This is a simple example showing how to use this package to train a machine learning force field using your data.

In this example, we will study a system of two helium atoms interacting through a Lennard-Jones potential. The example is divided into two main sections:

1) Model Setup and Training:
    We will load a pre-generated dataset containing configurations of two helium atoms in a simulation box and use the SymmLearn functions to build and train our neural network model.

2) Results and Comparison:
    Finally, we will analyze the results.

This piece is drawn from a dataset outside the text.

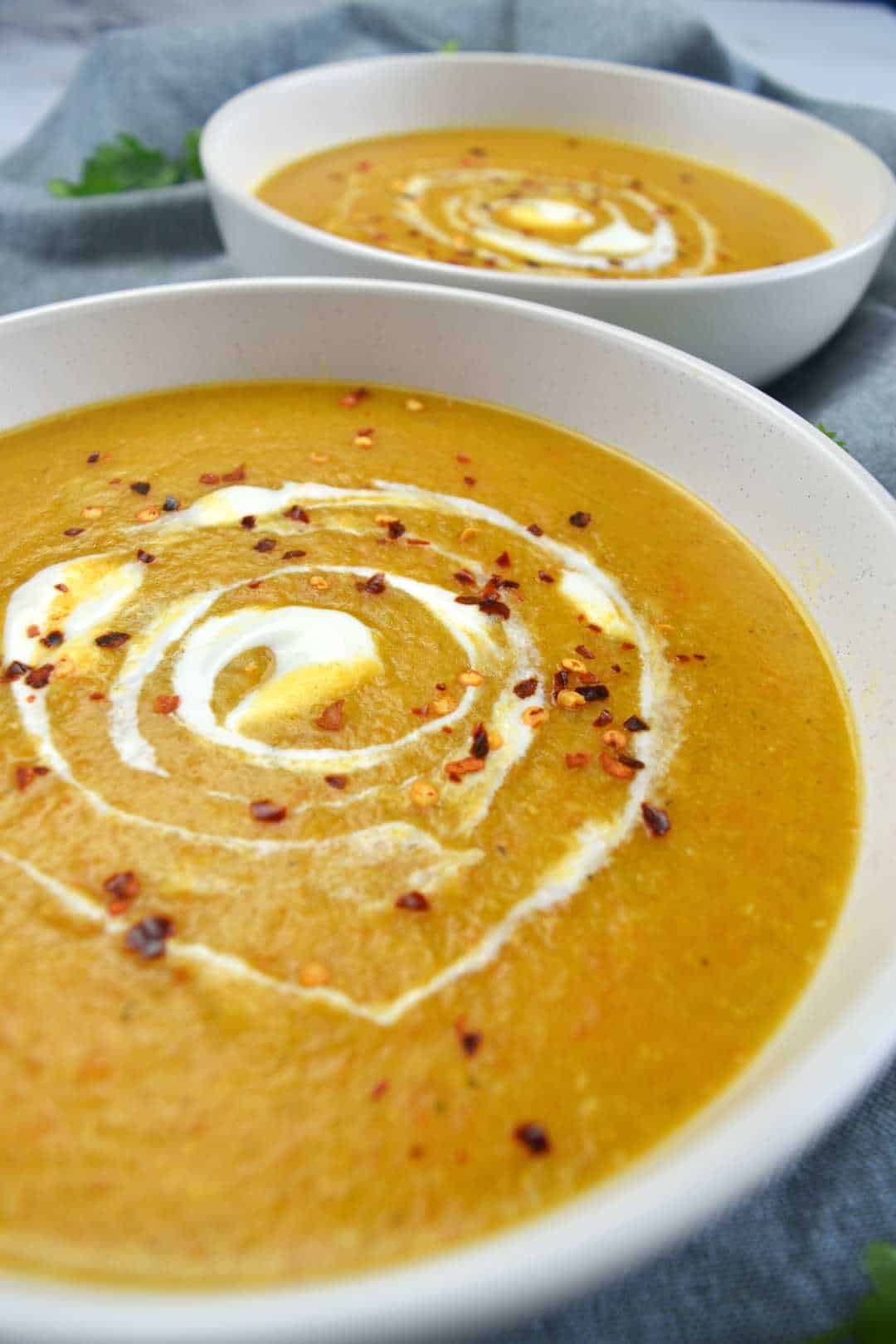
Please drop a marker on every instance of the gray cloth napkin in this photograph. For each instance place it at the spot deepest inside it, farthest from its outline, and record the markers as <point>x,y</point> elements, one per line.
<point>786,1262</point>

For this simple case, it is possible to visualize the trained force field and compare it to the reference Lennard-Jones potential.


In [1]:
#using Symmlearn
using Plots

include("../src/Data_prep.jl")
include("../src/Utils.jl")
include("../src/Train.jl")
include("../src/Model.jl")


dispatch (generic function with 2 methods)

The loading process of the .xyz dataset con be done as illustrated here in the next code block.

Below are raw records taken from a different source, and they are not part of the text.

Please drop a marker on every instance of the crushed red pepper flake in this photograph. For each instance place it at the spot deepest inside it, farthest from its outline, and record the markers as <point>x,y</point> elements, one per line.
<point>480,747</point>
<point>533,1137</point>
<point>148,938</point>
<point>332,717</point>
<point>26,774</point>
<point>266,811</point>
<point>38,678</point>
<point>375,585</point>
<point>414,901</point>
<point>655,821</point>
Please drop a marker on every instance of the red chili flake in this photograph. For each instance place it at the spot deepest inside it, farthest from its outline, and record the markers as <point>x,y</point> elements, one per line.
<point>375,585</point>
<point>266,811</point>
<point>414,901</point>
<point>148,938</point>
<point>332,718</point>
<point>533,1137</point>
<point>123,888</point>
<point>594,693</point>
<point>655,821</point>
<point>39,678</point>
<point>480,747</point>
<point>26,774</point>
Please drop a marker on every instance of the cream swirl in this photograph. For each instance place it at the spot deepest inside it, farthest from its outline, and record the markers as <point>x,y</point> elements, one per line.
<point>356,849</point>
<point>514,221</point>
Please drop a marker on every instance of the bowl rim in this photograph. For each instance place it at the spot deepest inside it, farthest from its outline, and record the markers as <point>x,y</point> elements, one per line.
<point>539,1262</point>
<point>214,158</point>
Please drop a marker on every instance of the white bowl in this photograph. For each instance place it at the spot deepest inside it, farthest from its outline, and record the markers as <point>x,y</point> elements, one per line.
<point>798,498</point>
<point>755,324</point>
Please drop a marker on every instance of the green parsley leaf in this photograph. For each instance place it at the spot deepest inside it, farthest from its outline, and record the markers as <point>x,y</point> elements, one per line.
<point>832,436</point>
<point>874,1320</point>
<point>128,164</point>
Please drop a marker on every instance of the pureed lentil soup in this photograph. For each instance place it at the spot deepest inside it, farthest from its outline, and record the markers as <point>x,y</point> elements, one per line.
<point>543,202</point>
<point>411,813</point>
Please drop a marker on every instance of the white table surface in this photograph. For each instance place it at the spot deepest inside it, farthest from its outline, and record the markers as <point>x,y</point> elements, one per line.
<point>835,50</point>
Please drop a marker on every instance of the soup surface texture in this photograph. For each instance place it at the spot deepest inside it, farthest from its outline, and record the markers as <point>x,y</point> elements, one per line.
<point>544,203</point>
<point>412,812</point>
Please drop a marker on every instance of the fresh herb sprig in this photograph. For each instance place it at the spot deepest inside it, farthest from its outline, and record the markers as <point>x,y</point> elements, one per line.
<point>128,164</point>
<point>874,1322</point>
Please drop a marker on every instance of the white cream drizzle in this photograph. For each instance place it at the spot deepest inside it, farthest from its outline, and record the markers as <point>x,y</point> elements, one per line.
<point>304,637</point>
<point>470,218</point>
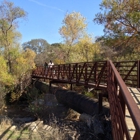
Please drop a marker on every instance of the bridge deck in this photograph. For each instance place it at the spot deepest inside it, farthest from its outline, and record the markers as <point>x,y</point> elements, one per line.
<point>135,92</point>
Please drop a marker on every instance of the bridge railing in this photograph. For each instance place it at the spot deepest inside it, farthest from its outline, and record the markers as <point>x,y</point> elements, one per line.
<point>129,71</point>
<point>87,74</point>
<point>119,98</point>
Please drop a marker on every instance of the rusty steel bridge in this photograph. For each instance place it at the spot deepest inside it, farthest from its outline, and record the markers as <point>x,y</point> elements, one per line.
<point>120,81</point>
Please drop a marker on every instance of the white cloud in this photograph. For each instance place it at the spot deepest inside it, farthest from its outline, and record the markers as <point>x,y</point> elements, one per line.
<point>42,4</point>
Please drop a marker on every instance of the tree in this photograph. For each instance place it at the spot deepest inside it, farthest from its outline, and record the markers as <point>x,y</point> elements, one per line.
<point>37,45</point>
<point>9,15</point>
<point>121,20</point>
<point>87,49</point>
<point>73,29</point>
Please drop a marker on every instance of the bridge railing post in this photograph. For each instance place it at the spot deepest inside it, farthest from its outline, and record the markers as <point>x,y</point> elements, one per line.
<point>138,74</point>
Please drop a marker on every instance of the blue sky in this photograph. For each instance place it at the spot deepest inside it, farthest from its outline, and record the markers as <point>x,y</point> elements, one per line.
<point>44,18</point>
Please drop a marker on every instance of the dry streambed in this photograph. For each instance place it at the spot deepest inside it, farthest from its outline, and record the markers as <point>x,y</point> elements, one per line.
<point>54,122</point>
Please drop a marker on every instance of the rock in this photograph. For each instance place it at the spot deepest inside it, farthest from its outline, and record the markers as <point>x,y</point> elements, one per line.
<point>24,120</point>
<point>86,118</point>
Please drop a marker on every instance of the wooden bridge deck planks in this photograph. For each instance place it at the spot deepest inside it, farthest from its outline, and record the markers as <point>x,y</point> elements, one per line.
<point>135,92</point>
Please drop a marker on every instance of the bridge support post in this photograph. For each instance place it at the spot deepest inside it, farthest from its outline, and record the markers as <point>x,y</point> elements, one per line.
<point>101,95</point>
<point>50,85</point>
<point>138,71</point>
<point>70,86</point>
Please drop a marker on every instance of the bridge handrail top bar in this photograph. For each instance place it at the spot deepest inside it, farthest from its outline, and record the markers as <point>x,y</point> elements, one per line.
<point>132,107</point>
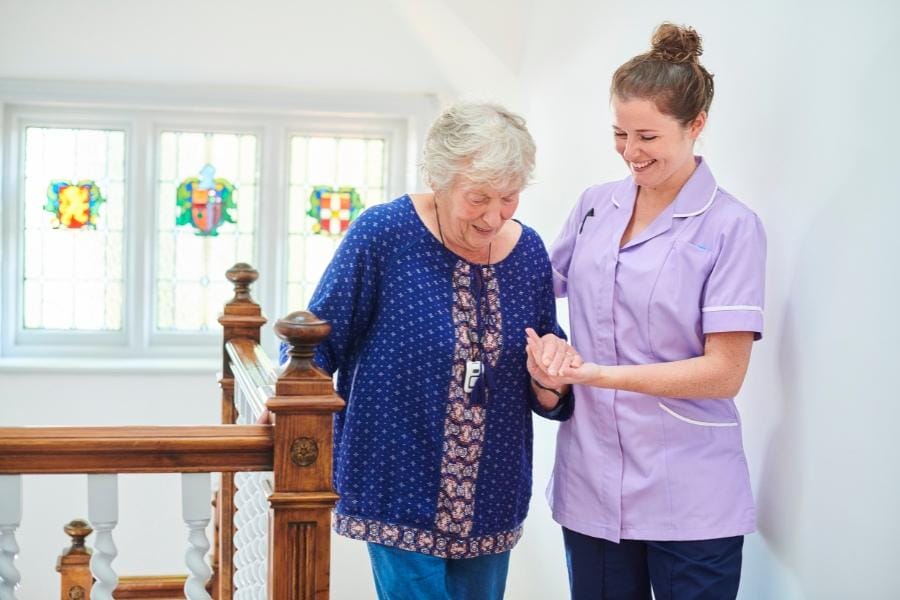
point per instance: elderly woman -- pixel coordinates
(429, 297)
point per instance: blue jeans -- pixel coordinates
(405, 575)
(694, 570)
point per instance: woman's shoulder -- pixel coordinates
(530, 248)
(386, 223)
(728, 212)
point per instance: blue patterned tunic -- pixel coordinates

Everything is fuly explained in the documentation, it's important to mention that the target data is stored in a Vector of Sample structs, containing both the sample energy and the forces

This dataset consists in 500 samples,for each of them the energy was computed using a Lennard-Jones potential with $\sigma$ = 1 and $\epsilon$ = 1.

For each sample the distance between the two Helium atoms was randomly generated between 0.95 $\sigma$ and 2.5 $\sigma$




In [2]:
file_path = "helium_LJ_dataset.xyz"

Train, Val, Test_data, energy_mean, energy_std, _, _, unique_species, species_idx, _= xyz_to_nn_input(file_path)

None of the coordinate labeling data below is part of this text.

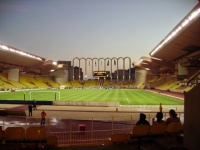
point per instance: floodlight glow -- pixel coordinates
(143, 63)
(179, 28)
(4, 47)
(156, 58)
(54, 63)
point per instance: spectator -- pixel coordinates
(172, 117)
(30, 109)
(159, 117)
(43, 115)
(34, 105)
(142, 120)
(160, 108)
(2, 134)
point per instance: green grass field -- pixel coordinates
(125, 97)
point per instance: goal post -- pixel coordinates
(44, 95)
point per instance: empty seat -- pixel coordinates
(14, 134)
(140, 130)
(36, 134)
(52, 141)
(119, 138)
(157, 129)
(174, 128)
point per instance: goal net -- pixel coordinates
(44, 95)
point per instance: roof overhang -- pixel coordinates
(183, 41)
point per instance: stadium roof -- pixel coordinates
(14, 58)
(182, 44)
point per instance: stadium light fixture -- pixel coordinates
(193, 15)
(143, 63)
(4, 47)
(156, 58)
(54, 63)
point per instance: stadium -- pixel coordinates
(98, 112)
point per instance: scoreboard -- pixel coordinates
(99, 73)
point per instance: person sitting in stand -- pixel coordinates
(142, 120)
(172, 117)
(43, 115)
(159, 117)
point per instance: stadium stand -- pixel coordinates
(178, 69)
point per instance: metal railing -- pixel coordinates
(96, 131)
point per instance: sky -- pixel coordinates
(65, 29)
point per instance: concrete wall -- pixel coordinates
(192, 119)
(13, 74)
(60, 76)
(141, 75)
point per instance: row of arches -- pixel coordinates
(98, 61)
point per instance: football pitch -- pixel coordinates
(123, 96)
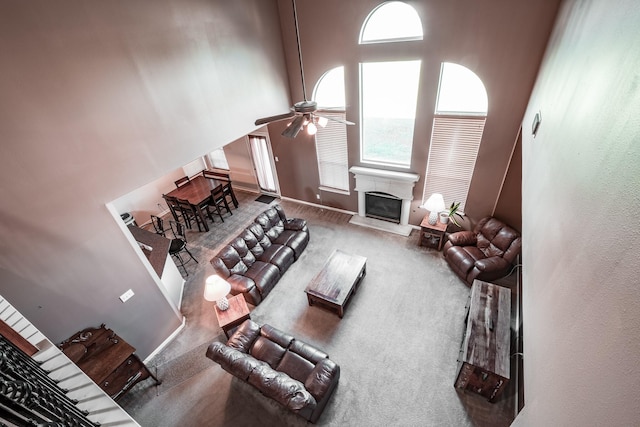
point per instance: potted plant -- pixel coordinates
(451, 214)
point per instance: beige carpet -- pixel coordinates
(396, 345)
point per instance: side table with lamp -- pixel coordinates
(431, 230)
(230, 312)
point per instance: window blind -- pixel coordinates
(331, 150)
(452, 157)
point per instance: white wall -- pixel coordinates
(581, 197)
(98, 99)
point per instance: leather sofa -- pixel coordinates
(486, 253)
(283, 368)
(254, 261)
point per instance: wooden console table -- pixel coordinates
(484, 363)
(432, 235)
(107, 359)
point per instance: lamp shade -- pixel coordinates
(435, 203)
(216, 288)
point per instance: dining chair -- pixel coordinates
(191, 213)
(225, 178)
(179, 244)
(182, 181)
(158, 225)
(174, 208)
(219, 201)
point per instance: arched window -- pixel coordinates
(391, 21)
(331, 139)
(458, 124)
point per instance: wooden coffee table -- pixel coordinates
(337, 281)
(237, 313)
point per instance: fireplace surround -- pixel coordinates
(398, 185)
(383, 206)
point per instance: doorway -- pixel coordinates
(263, 164)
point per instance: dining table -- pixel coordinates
(198, 192)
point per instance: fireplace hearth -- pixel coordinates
(383, 206)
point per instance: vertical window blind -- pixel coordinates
(455, 141)
(331, 150)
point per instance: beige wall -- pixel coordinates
(101, 98)
(501, 41)
(581, 196)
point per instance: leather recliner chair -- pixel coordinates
(486, 253)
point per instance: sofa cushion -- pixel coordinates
(255, 240)
(279, 255)
(296, 240)
(295, 366)
(244, 336)
(264, 275)
(240, 245)
(307, 351)
(267, 350)
(271, 223)
(228, 261)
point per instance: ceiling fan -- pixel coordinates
(304, 113)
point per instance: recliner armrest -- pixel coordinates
(493, 263)
(282, 388)
(463, 238)
(297, 224)
(321, 379)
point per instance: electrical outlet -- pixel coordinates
(124, 297)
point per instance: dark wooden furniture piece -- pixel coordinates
(227, 188)
(182, 181)
(159, 245)
(107, 359)
(219, 202)
(30, 397)
(179, 245)
(198, 193)
(337, 281)
(234, 316)
(432, 236)
(484, 363)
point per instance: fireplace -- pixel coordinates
(396, 186)
(383, 206)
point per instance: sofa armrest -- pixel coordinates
(296, 224)
(233, 361)
(491, 264)
(463, 238)
(281, 388)
(322, 378)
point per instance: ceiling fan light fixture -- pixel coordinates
(311, 129)
(294, 127)
(322, 121)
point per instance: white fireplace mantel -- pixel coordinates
(398, 184)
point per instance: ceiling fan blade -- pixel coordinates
(292, 130)
(346, 122)
(270, 119)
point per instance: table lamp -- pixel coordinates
(434, 204)
(216, 289)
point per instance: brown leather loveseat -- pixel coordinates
(283, 368)
(486, 253)
(254, 261)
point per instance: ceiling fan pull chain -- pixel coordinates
(295, 19)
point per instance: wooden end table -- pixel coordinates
(232, 317)
(432, 236)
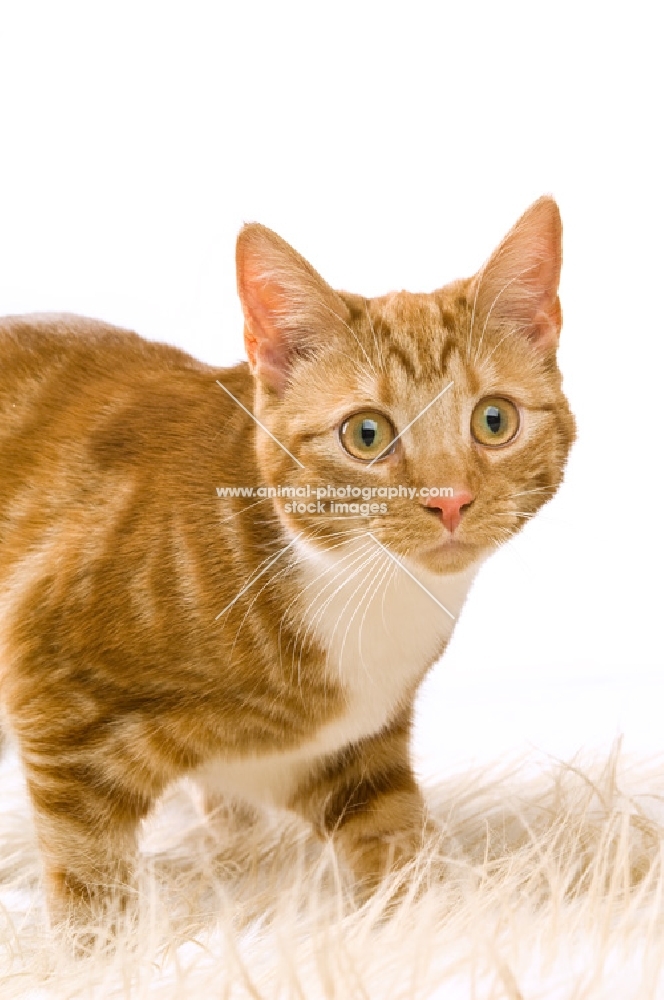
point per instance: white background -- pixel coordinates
(393, 145)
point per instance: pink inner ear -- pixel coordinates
(287, 306)
(264, 304)
(519, 283)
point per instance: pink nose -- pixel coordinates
(451, 508)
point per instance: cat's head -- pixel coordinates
(453, 390)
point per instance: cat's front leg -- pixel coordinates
(367, 798)
(87, 834)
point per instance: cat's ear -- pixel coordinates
(518, 286)
(288, 309)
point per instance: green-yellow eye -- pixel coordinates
(367, 435)
(495, 421)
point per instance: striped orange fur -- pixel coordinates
(151, 629)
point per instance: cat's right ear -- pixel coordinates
(288, 309)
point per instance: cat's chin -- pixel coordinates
(451, 556)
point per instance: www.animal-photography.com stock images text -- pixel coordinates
(330, 633)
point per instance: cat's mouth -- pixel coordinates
(451, 554)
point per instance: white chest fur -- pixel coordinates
(381, 627)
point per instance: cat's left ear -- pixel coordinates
(288, 309)
(518, 286)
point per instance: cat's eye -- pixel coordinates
(367, 435)
(495, 421)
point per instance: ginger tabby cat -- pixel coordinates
(152, 627)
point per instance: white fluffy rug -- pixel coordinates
(553, 888)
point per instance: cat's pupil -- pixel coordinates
(493, 419)
(368, 432)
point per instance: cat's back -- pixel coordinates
(87, 408)
(33, 347)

println(" Now the data is in the correct format")

 Now the data is in the correct format


The xyz_to_nn_input function returns the data already split in test, train and validation, the mean and the standard deviation of both the energies and the forces in order to renormalize them later and the lattice parameters, used by the model to compute the atomic distances with periodic boundary conditions ( in this example we won't be using PBC as the helium atoms are confined in a box )

In the next block we wil building and check if our model behaves as expected,  since the system is trivial using the forces to train it won't be needed

In [3]:
#define the model using 5 G1 symmetry functions


model = build_species_models(unique_species, species_idx, 5, 2.5f0)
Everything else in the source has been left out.